In the publication we describe our methods and show the results that we obtained.
Our data is archived on the NIRD Research Data Archive. It is licensed under CC-BY 4.0 and available for at
least 10 years after publication. The archive with accompanying information can be accessed here:
https://doi.org/10.11582/2021.00071
On this website we will
- provide and describe the code we used in our publication for replication of our results.
- provide instructions on how to apply the classifier in 6 lines of code.
- provide a way to conglomerate different kinds of data used in space physics in order to be able to perform large scale data analysis using our code.
1. Replication of Results & Quickstart
For a full documentation of this package see the points below.
- Make sure all dependencies are installed:
sudo apt-get install python3 wget p7zip
- Download our code:
cd <Your working directory here>
wget http://tid.uio.no/TAME/data/code.7z
7z x code.7z
cd code
- Create a conda environment from the environment file we provide. This may take a few moments. Afterwards, activate the environment, to use it. You can find installation instructions for conda here: https://docs.conda.io/projects/conda/en/latest/user-guide/install/linux.html
conda env create -f environment.yml
conda activate dataHandler
- Create a storage folder, download our fully preprocessed data archives and extract them into the just created folder:
mkdir /home/data
mkdir /home/data/images
wget https://ns9999k.webs.sigma2.no/10.11582_2021.00071/torch_data.7z -P /home/data
wget https://ns9999k.webs.sigma2.no/10.11582_2021.00071/other_data.7z -P /home/data
7z x /home/data/torch_data.7z -o/home/data
7z x /home/data/other_data.7z -o/home/data
- Run Python, import our Package and plot the results:
python
from dataHandler import DataAnalyzer
other_data_location = "/home/data/other/"
torch_data_location = "/home/data/torch/"
image_location = "/home/data/images/"
da = DataAnalyzer(analyzer_data_path=other_data_location, torch_path=torch_data_location, image_path=image_location)
da.plot_daily_cloud_coverage()
da.plot_conf_images()
da.plot_cloud_predictions_roc()
da.demonstrate_cluster()
da.plot_magn_predictions()
da.print_segm_ims("removed")
da.print_segm_ims("segmented")
da.plot_umap_preds()
da.get_cloud_examples()
da.print_linear_hyperplots()
da.print_rbf_hyper_map()
This will create the figures we show in our publication and save them in /home/data/images.
2. Usage of the ASIM Classifier
Follow steps 1 to 3 of the tutorial above to set up the necessary environment.

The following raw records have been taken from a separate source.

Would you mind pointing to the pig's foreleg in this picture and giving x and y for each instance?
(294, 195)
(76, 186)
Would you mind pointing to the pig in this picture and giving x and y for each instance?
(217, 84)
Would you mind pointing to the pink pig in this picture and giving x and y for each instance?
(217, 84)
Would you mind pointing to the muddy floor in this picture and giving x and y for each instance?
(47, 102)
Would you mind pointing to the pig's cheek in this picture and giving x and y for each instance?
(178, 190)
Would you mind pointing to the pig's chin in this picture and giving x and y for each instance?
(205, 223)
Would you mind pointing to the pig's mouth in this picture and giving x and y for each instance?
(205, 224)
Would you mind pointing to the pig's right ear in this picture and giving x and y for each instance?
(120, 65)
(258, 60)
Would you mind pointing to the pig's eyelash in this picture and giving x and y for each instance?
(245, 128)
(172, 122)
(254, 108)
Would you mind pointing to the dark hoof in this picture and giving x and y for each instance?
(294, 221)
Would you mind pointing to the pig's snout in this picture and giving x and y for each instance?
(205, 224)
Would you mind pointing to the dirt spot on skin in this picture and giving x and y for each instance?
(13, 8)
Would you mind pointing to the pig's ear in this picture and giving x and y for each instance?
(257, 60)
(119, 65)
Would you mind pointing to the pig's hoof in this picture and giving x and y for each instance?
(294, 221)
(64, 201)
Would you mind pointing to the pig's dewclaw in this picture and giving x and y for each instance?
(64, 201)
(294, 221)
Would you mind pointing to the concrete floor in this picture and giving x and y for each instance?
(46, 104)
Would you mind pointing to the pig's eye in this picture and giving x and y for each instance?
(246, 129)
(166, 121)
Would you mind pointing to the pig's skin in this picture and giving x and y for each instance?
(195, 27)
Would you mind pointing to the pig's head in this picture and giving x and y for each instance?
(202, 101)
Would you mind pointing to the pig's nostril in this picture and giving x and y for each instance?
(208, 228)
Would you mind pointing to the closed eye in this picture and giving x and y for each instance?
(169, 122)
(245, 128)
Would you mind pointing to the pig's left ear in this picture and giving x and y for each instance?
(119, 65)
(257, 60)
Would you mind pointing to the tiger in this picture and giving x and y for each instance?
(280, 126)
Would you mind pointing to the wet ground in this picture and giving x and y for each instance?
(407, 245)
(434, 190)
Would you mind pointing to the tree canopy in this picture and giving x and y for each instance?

Next, download and extract the classifier:
mkdir /home/data
mkdir /home/data/torch
wget https://ns9999k.webs.sigma2.no/10.11582_2021.00071/oath_clf.7z
7z x oath_clf.7z -o/home/data/torch/
In a python shell you can access the classifier the following way:
import glob
from dataHandler import AsimClassifier
torch_data_location = "/home/data/torch/"
clf = AsimClassifier(torch_path=torch_data_location)
image_file_list = glob.glob("path/to/asim/files/*.png")
results = clf.classify_images(image_file_list)
The default batch size will be 64, if you want to increase it, you can pass the parameter "batch_size" to clf.classify_images()
.
Because the neural network we use employs batch normalization, we recommend not to go below the current default
batch size.
3. Documentation
Retrieval of data
We use all sky imager data that is freely available through UiOs Resources. Please see here if you want to use this data. However, the total file size of all images taken in the timeframe Nov 2010 - Feb 2011 is about 200GB, which is why we kindly ask you to use the preprocessed files that we provide below. If you are interested in the original image files, please let us know, and we will arrange for a transfer. We provide the following archives for preprocessed files:
- asim_data.7z This archive contains the processed all sky
imager data files.
The files' default location is
data/asim
- magnetometer_data is available through the
International Monitor for Auroral Geomagnetic Effects (IMAGE).
Data can be downloaded from their website and preprocessed using our preprocessing library.
The magnetometer data's default location is
data/magn
- ceilometer_data is provided by the Alfred
Wegener Institute through PANGAEA.
Downloaded files can be processed with our preprocessor.
The ceilometer data's default location is
data/ceil
- oath_data is provided by UiO.
After Download and extraction, these files can be used to extract the OATH-images' features and train the
classifier using the preprocessing library.
The OATH data's default location is
data/oath
- oath_clf.7z This archive contains only the classifier
obtained from the OATH images.
The classifier's default location is
data/torch/oath.clf
. - torch_data.7z This archive contains other meta-data
obtained to test the different neural networks for classification.
The files' default location is
data/torch
. - other_data.7z This archive contains the highest level of
processed data.
The files contained herein are at the last processed stage of our code and are what is used to create the
results and figures we present in our publication.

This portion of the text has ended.